Além do Paraguai, as armas que chegam ao RS têm origem em outros países, como Argentina e Uruguai. Em março do ano passado, uma ação na fronteira com o Uruguai envolveu a Polícia Civil gaúcha e do país vizinho. Na periferia de Rivera, prenderam um foragido por homicídio, que costumava ostentar fotos com drogas e armas. A suspeita é de que ele estivesse envolvido num esquema de contrabandear armas do Uruguai para o Brasil.
As armas, por vezes, também chegam às mãos dos traficantes de outra forma. Uma operação realizada pelo Departamento Estadual de Investigações do Narcotráfico (Denarc) em dezembro prendeu dois atiradores suspeitos de usar o registro de Colecionador, Atirador Desportivo e Caçador (CAC) para adquirir armas e coletes para o crime organizado.
Investigação
Outras estratégias, segundo as polícias, explicam o número de armamentos recolhidos, como a identificação de depósitos usados pelas facções. Em agosto, a Brigada Militar apreendeu 71 armas escondidas numa propriedade rural às margens da RS-030, em Santo Antônio da Patrulha, no Litoral Norte. A ação aconteceu após a BM receber a informação de que o local poderia armazenar o arsenal.

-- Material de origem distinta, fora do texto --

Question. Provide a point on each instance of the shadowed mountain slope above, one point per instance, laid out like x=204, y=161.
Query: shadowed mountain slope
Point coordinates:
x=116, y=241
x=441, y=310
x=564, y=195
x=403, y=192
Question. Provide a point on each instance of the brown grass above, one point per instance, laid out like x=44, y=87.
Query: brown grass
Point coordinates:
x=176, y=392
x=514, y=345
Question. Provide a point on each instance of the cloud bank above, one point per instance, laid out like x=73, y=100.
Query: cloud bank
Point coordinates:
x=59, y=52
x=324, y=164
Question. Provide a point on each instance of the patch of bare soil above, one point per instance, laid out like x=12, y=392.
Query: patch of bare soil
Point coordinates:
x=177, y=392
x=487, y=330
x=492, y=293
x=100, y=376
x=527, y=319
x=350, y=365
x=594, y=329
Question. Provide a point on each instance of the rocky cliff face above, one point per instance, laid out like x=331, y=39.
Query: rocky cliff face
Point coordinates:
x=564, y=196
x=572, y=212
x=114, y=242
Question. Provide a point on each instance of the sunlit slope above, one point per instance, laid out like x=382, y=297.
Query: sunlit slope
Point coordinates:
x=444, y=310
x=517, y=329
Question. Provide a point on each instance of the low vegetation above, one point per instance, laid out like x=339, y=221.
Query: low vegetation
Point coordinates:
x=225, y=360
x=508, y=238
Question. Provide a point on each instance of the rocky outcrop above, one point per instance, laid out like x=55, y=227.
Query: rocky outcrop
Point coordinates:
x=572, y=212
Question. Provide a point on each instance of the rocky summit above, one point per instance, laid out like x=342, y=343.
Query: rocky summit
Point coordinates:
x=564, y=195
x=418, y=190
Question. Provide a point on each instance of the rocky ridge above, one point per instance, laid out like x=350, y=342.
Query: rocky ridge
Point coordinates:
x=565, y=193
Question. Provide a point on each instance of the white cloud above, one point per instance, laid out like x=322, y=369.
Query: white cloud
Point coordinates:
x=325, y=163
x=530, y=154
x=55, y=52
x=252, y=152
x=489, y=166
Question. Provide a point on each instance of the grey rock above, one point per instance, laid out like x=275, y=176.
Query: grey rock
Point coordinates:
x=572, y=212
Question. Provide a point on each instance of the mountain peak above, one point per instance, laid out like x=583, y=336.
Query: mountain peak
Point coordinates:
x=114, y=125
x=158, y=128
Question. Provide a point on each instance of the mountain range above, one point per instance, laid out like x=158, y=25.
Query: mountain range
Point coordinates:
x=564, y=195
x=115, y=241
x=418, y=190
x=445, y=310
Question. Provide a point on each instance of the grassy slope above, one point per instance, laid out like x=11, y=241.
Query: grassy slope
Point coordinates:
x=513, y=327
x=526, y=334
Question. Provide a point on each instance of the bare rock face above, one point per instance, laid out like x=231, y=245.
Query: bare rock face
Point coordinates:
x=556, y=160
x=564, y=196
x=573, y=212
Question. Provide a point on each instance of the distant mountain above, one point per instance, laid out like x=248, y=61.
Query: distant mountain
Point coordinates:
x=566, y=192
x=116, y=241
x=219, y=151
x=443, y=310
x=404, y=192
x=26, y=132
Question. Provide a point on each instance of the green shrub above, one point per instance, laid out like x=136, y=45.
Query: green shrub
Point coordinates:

Os policiais militares precisaram escavar o terreno, pois o armamento estava dentro de tonéis de plásticos enterrados. Entre as armas, havia nove fuzis, 40 pistolas, 19 revólveres, duas espingardas e uma submetralhadora. Também foram encontrados produtos que costumam ser misturados em cocaína para aumentar a produção da droga.
Outro arsenal foi encontrado num sítio em Glorinha, na Região Metropolitana, identificado em junho do ano passado. Onze pistolas estavam escondidas dentro de um tonel cheio de óleo. Um dos presos nesta ação estava, inclusive, entre os apontados como executor de uma facção e também vinha sendo investigado por envolvimento na guerra do tráfico que deixou mais de 20 mortos na Grande Porto Alegre em 2022.
Além de reduzir o potencial lesivo dos grupos, as apreensões são uma forma de descapitalização das facções.
— Foram 3,8 mil armas apreendidas pela Polícia Civil no ano passado. É um número alto, embora um pouco menor do que em 2022. Mas, se somarmos os dois anos temos 7.782 armas apreendidas. Em 2023, a polícia fez 927 operações policiais. Em quase todas essas operações apreendemos armas, drogas, dinheiro. Temos feito essas ações qualificadas, no combate ao crime organizado, que tem resultado nesse grande número de apreensões de armas — afirma o subchefe da Polícia Civil no Estado, delegado Heraldo Chaves Guerreiro.
As armas apreendidas também podem se transformar em provas para as investigações. Há dois anos, o Instituto-Geral de Perícias (IGP) passou a contar com um indexador balístico para qualificar as análises que envolvam a utilização de armas de fogo. É possível determinar, com mais agilidade, por exemplo, se a munição recolhida numa cena de crime veio de determinada arma.
— As organizações mantêm matadores e, muitas vezes, a mesma arma é usada em mais de um local de crime. Isso tem nos ajudado a apontar e identificar criminosos. É importante para estabelecer a autoria dos crimes com segurança para que, depois, haja denúncia por parte do MP, e condenação pelo Judiciário — diz Guerreiro.